Abstract Thiamphenicol (TAP) was administered as a single oral dose of 500 mg (8–9 mg/kg) to pregnant women about to undergo therapeutic abortions. The length of gestations varied from 7 to 12 weeks. The concentrations of TAP were determined by electron capture gas chromatography in maternal serum, placenta, amniotic fluid, and various embryonal/fetal tissues when abortion occurred 1.5 to 20 hr after drug administration. TAP was rapidly transferred across the placental membranes and was fairly evenly distributed in the tissues of the embryonal/fetal compartment. The placental concentrations of TAP were usually higher than the corresponding maternal serum levels (1.1 to 7-fold), suggesting some active role of the placenta in TAP uptake. This was confirmed by in vitro studies with immature and term placenta tissue. From a bathing medium containing 10 μg/ml (comparable to therapeutic blood levels) TAP was accumulated in the intracellular compartment to concentrations about 2.6 times those in the medium. This process was time and temperature dependent. Inspite of the low content of mitochondrial particles in human fetal liver the relatively few mitochondria present exhibited high protein synthesis in vitro which decreased with increasing gestational age. Mitochondrial protein synthesis was inhibited by TAP, and a 50% reduction of amino acid incorporation was observed at 10–15 μg TAP/ml. Such levels of the drug are required for successful chemotherapy. To ascertain such therapeutic drug levels, TAP is usually given at 3 g daily (divided, e.g., into three doses 1 g each).

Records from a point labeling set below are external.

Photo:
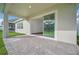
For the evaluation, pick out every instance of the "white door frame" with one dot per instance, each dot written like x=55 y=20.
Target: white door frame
x=41 y=15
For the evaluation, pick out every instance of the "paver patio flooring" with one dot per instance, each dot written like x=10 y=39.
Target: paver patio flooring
x=32 y=45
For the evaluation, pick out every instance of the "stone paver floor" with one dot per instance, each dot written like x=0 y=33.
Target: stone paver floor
x=32 y=45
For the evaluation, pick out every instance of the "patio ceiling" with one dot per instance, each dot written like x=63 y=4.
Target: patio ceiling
x=23 y=10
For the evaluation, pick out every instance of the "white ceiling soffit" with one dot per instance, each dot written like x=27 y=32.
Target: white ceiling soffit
x=23 y=10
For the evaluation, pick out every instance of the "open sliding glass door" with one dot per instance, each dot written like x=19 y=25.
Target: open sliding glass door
x=49 y=25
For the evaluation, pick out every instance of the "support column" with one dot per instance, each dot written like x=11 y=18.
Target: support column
x=5 y=25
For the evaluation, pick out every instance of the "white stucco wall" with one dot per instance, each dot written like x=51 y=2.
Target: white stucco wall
x=65 y=23
x=36 y=25
x=26 y=27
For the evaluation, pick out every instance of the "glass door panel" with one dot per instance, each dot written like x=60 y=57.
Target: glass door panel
x=49 y=25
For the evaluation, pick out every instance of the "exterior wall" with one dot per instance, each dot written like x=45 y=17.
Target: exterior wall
x=65 y=23
x=36 y=25
x=26 y=27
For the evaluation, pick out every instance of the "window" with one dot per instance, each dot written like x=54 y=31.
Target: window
x=20 y=25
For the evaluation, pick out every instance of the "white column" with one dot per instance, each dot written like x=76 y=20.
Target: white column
x=5 y=26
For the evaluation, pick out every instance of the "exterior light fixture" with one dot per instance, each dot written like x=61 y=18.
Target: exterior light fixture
x=30 y=6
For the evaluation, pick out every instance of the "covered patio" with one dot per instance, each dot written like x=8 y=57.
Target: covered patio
x=35 y=45
x=64 y=42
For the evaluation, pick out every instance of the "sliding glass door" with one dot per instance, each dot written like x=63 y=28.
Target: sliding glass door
x=49 y=25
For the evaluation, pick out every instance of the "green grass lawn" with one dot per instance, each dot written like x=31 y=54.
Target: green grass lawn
x=3 y=50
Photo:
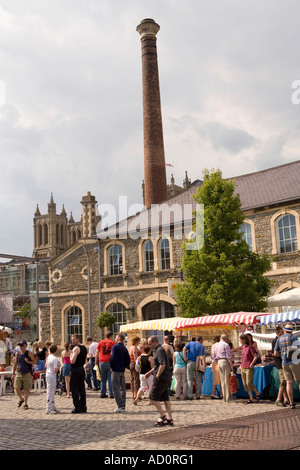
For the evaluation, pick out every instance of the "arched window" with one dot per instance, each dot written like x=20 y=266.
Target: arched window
x=40 y=235
x=164 y=254
x=157 y=310
x=118 y=310
x=57 y=234
x=148 y=256
x=246 y=229
x=46 y=234
x=115 y=260
x=286 y=234
x=73 y=318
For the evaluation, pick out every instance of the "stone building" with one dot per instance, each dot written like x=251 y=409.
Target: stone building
x=134 y=278
x=132 y=268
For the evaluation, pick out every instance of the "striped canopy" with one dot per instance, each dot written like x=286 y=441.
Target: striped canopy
x=280 y=317
x=160 y=324
x=248 y=318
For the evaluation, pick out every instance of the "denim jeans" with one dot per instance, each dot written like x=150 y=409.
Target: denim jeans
x=94 y=375
x=193 y=375
x=119 y=388
x=105 y=377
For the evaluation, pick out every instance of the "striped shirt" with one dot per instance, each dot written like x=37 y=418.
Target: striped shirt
x=221 y=351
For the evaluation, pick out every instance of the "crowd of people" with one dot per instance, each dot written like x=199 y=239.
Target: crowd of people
x=158 y=369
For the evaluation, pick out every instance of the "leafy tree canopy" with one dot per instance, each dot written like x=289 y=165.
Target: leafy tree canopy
x=223 y=276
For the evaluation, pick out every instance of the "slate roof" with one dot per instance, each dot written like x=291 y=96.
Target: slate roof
x=260 y=189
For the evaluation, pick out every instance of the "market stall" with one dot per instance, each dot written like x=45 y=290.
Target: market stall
x=237 y=323
x=283 y=317
x=287 y=298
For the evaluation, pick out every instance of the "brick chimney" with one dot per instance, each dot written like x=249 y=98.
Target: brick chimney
x=155 y=183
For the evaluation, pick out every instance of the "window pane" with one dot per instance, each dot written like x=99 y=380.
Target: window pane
x=73 y=323
x=118 y=310
x=287 y=234
x=164 y=254
x=148 y=256
x=247 y=234
x=115 y=260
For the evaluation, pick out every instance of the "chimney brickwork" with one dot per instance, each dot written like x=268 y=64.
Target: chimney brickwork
x=155 y=182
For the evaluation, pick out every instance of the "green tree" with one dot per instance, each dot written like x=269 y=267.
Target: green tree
x=223 y=276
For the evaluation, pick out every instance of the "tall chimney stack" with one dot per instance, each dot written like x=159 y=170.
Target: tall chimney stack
x=154 y=154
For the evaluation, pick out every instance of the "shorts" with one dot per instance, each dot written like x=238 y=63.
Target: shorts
x=24 y=380
x=247 y=379
x=160 y=390
x=66 y=370
x=282 y=378
x=146 y=383
x=291 y=372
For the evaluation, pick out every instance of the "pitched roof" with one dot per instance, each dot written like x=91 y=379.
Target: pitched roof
x=263 y=188
x=269 y=187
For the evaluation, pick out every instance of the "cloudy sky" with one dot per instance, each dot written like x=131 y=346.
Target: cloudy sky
x=71 y=98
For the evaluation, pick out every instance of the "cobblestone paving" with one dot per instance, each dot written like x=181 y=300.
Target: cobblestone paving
x=102 y=429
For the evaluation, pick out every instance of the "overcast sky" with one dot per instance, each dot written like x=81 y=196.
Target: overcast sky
x=71 y=98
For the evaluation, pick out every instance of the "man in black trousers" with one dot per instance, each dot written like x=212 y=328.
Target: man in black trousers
x=77 y=384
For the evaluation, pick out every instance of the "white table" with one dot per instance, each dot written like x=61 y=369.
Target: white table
x=2 y=374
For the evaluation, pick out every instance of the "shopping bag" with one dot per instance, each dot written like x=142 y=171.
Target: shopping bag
x=233 y=384
x=98 y=374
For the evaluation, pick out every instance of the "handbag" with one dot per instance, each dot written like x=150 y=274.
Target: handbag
x=98 y=374
x=138 y=364
x=200 y=364
x=233 y=384
x=258 y=360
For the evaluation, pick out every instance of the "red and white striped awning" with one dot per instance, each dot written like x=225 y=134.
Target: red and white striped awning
x=248 y=318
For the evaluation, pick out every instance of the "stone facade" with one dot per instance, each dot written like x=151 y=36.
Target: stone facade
x=140 y=294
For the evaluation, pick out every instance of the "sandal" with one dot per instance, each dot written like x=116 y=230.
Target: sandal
x=162 y=421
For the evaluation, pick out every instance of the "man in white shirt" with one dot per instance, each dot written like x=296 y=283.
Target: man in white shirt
x=91 y=356
x=52 y=367
x=222 y=354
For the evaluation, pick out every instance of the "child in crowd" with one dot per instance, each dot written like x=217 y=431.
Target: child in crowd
x=52 y=367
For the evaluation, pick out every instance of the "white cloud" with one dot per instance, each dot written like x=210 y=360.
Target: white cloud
x=72 y=120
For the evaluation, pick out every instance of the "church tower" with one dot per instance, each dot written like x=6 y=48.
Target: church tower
x=155 y=182
x=50 y=231
x=89 y=215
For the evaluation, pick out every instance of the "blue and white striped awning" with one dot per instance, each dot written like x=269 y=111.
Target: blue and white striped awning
x=280 y=317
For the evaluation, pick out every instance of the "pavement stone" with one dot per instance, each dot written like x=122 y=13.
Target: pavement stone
x=102 y=429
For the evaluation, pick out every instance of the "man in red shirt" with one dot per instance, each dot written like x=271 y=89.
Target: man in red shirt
x=103 y=353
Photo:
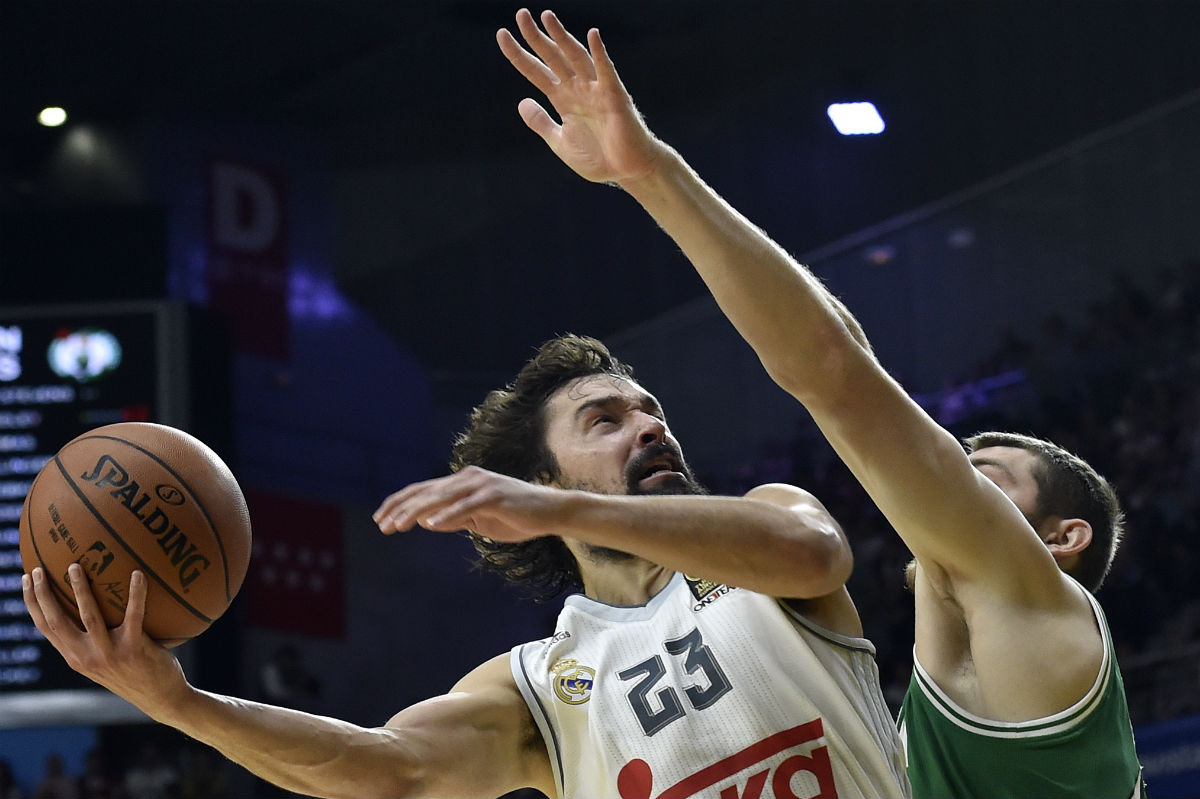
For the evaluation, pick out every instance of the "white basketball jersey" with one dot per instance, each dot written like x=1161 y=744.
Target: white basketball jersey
x=708 y=691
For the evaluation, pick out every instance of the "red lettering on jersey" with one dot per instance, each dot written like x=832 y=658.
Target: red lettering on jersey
x=636 y=779
x=754 y=787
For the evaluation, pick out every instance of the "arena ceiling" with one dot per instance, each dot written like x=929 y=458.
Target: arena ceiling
x=969 y=89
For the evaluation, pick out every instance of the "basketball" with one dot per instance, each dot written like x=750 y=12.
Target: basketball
x=141 y=496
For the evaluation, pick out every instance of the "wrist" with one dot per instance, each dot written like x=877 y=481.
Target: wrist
x=664 y=166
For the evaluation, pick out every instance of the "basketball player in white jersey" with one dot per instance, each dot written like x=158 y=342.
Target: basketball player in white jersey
x=1015 y=689
x=713 y=652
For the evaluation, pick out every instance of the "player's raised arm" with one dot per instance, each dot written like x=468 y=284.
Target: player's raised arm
x=478 y=740
x=917 y=473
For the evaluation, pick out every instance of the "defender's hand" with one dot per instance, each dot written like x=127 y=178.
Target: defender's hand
x=493 y=505
x=601 y=136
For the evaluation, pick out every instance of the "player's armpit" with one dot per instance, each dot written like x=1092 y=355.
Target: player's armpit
x=477 y=740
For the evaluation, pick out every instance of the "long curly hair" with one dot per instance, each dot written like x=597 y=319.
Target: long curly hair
x=507 y=433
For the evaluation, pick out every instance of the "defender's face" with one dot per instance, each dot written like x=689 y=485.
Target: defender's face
x=610 y=436
x=1012 y=469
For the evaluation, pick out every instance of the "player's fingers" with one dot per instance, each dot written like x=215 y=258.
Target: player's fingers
x=85 y=601
x=570 y=47
x=605 y=70
x=546 y=48
x=34 y=605
x=136 y=608
x=397 y=499
x=539 y=121
x=533 y=70
x=55 y=623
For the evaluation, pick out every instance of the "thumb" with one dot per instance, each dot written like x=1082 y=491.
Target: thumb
x=538 y=120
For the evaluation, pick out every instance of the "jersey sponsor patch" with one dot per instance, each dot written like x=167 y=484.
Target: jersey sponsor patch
x=573 y=683
x=700 y=588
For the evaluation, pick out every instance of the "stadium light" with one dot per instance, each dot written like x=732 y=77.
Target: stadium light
x=856 y=119
x=52 y=116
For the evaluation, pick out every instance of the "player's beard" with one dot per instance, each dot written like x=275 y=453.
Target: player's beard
x=684 y=485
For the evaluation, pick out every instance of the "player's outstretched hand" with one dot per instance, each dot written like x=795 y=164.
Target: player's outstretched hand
x=600 y=134
x=124 y=660
x=493 y=505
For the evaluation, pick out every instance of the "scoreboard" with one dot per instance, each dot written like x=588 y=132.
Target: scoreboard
x=65 y=370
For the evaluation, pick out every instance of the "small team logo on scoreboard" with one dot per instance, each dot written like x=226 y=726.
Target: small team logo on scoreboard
x=573 y=682
x=84 y=354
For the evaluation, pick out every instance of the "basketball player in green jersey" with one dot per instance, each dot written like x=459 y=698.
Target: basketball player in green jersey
x=1015 y=690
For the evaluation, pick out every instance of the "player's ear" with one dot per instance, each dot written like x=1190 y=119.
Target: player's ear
x=1067 y=538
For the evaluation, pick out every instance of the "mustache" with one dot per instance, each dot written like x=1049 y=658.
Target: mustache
x=652 y=452
x=637 y=467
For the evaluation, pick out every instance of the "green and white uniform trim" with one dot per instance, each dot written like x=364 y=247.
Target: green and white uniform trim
x=1086 y=750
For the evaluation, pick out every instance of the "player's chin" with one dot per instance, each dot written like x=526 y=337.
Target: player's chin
x=676 y=485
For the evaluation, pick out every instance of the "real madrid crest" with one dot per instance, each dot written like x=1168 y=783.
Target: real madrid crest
x=573 y=683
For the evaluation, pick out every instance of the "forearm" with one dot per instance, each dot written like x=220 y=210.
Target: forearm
x=798 y=329
x=298 y=751
x=795 y=552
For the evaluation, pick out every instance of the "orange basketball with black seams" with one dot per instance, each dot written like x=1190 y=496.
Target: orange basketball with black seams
x=149 y=497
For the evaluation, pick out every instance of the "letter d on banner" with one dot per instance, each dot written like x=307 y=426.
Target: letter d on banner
x=247 y=269
x=245 y=209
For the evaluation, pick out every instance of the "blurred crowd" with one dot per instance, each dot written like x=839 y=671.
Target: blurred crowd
x=159 y=769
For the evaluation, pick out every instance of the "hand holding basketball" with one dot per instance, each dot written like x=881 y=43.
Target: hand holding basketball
x=144 y=497
x=123 y=660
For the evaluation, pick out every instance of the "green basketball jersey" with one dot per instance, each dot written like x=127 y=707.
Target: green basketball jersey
x=1086 y=750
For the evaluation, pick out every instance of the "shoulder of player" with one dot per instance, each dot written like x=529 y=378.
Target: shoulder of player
x=486 y=714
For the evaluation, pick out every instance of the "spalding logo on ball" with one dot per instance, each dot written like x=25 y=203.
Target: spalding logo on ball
x=149 y=497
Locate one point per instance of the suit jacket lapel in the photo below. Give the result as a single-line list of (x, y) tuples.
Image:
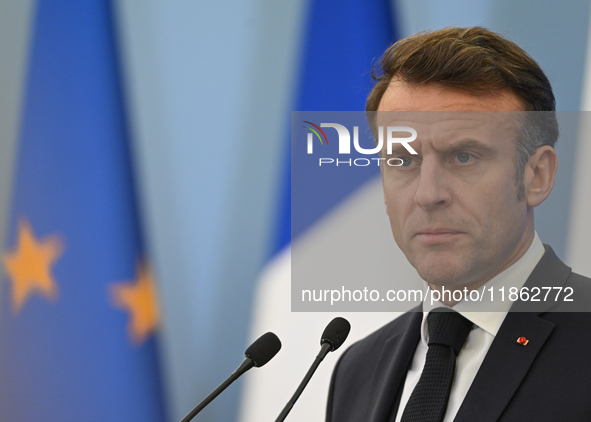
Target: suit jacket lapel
[(395, 359), (507, 362)]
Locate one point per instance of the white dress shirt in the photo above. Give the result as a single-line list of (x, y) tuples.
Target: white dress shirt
[(486, 326)]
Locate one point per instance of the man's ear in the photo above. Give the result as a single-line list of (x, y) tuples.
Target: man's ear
[(539, 175)]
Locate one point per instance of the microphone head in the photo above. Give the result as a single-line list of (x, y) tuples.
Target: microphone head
[(263, 349), (336, 333)]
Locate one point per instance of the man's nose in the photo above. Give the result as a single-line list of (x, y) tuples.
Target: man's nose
[(433, 188)]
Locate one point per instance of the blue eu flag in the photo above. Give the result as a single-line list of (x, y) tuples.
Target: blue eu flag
[(78, 313)]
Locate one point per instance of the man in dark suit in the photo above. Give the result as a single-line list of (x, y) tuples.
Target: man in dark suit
[(462, 211)]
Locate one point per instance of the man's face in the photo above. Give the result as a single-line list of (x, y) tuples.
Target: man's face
[(453, 208)]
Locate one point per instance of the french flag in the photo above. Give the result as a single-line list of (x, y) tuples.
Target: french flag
[(344, 40)]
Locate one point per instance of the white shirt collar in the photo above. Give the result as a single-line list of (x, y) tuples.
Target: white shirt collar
[(493, 312)]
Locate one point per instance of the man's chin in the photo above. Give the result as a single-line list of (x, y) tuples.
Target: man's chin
[(444, 272)]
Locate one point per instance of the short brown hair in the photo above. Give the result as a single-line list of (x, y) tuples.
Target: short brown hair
[(477, 61), (474, 60)]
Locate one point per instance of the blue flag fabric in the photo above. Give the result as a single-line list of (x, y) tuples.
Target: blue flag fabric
[(344, 40), (78, 312)]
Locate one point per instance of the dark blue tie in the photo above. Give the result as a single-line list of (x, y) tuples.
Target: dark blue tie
[(448, 331)]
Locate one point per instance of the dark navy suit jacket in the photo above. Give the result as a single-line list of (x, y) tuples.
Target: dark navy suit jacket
[(547, 380)]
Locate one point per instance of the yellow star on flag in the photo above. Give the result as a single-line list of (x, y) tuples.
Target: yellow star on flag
[(139, 299), (29, 265)]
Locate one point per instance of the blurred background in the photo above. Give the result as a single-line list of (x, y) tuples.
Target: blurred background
[(207, 88)]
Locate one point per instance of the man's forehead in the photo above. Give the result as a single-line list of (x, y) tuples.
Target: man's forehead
[(457, 123), (401, 96)]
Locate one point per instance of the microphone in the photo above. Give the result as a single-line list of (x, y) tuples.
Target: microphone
[(333, 337), (258, 353)]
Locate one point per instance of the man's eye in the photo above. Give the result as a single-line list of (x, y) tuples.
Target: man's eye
[(463, 157)]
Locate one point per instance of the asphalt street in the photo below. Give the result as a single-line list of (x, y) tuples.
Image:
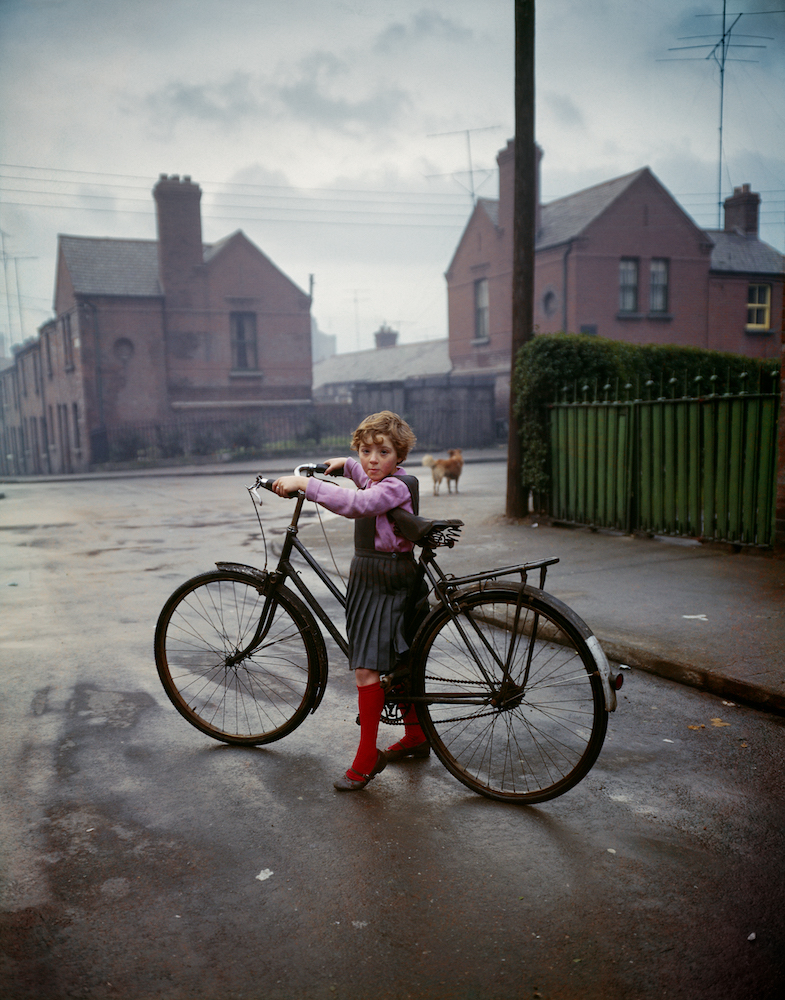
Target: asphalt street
[(143, 860)]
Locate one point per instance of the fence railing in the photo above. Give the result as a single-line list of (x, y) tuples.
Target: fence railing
[(702, 466)]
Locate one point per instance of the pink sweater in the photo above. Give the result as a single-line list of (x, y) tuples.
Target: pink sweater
[(370, 500)]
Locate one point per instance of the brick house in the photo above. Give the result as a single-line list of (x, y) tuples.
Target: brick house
[(153, 330), (620, 260)]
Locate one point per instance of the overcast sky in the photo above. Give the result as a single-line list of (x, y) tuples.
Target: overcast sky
[(317, 127)]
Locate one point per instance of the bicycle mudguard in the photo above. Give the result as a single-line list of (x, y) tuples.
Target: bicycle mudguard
[(263, 577), (599, 657)]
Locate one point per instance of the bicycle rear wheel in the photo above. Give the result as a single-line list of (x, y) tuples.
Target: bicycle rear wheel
[(526, 733), (223, 682)]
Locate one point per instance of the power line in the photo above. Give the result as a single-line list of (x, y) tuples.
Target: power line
[(207, 185)]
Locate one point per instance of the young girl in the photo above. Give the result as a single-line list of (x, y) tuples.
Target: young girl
[(380, 579)]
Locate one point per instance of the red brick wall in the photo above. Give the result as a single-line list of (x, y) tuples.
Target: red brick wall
[(199, 354), (643, 223)]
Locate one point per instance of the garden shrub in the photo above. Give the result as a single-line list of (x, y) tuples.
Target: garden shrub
[(572, 367)]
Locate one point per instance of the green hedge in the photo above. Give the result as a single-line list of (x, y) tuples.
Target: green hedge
[(576, 366)]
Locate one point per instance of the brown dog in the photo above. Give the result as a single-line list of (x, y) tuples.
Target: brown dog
[(445, 468)]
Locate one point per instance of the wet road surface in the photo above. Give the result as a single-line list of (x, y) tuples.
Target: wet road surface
[(144, 860)]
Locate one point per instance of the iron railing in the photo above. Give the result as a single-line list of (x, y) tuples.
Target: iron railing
[(702, 466)]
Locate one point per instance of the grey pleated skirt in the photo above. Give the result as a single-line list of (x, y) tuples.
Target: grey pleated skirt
[(376, 595)]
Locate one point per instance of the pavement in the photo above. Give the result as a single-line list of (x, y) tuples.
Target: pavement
[(708, 616)]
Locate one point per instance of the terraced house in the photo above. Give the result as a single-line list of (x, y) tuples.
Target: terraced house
[(620, 260), (153, 330)]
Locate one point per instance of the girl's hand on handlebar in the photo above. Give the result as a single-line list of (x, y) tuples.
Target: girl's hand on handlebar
[(335, 466), (290, 486)]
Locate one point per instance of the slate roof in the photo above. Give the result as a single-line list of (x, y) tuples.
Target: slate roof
[(101, 266), (743, 254), (385, 364), (565, 218), (111, 267)]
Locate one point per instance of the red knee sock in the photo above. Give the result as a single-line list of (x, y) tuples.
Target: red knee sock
[(370, 698)]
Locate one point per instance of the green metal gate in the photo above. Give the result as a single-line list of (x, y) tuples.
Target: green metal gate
[(704, 467)]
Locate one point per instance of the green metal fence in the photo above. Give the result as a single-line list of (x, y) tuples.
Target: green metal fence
[(702, 466)]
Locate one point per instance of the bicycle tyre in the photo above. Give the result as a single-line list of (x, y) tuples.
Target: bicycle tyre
[(536, 736), (265, 695)]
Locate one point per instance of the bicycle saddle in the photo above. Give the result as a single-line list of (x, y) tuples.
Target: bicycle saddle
[(425, 531)]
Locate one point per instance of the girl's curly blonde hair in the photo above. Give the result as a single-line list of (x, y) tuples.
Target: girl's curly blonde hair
[(375, 426)]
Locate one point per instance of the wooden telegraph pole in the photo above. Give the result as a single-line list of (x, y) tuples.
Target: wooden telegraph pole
[(523, 233)]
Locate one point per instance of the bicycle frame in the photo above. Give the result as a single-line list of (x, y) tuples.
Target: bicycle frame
[(442, 586)]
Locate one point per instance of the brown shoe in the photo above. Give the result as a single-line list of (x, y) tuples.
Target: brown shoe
[(347, 784), (398, 752)]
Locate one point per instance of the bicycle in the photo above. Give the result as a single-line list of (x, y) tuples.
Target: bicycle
[(511, 687)]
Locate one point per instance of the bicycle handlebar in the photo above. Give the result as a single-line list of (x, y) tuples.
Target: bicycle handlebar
[(307, 469)]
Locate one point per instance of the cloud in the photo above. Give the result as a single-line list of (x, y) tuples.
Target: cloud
[(224, 102), (426, 25), (312, 97), (563, 111)]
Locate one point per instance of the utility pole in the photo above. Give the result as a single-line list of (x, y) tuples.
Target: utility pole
[(523, 235)]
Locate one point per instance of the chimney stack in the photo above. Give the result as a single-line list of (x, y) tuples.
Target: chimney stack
[(741, 211), (386, 337), (179, 232)]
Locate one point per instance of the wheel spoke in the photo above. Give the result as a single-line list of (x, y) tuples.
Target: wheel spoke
[(543, 721), (257, 698)]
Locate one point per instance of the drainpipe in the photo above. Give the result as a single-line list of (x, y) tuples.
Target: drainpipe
[(43, 402), (564, 287), (101, 444)]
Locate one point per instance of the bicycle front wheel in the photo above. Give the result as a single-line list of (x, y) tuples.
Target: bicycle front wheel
[(231, 680), (510, 695)]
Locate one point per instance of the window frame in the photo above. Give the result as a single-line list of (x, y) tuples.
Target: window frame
[(481, 311), (240, 323), (629, 288), (663, 288), (757, 306), (68, 343)]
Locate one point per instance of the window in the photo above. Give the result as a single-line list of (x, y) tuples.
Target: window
[(628, 285), (658, 286), (481, 309), (758, 307), (77, 435), (68, 342), (243, 331)]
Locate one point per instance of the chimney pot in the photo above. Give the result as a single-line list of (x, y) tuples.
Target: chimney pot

The data obtained for a single application of 0.5 g TAP suggest inhibition of mitochondrial protein synthesis during therapy. While the pharmacokinetic characteristics of TAP suggested that this compound might be well suited to treat intrauterine bacterial infections sensitive to TAP, the drug concentrations reached in human embryonal tissues in vivo are known to produce embryolethality in pregnant rats at comparable developmental stages. The findings reported here raise serious concerns about the suitability of TAP for repeated administration to pregnant women during the first trimester of gestation.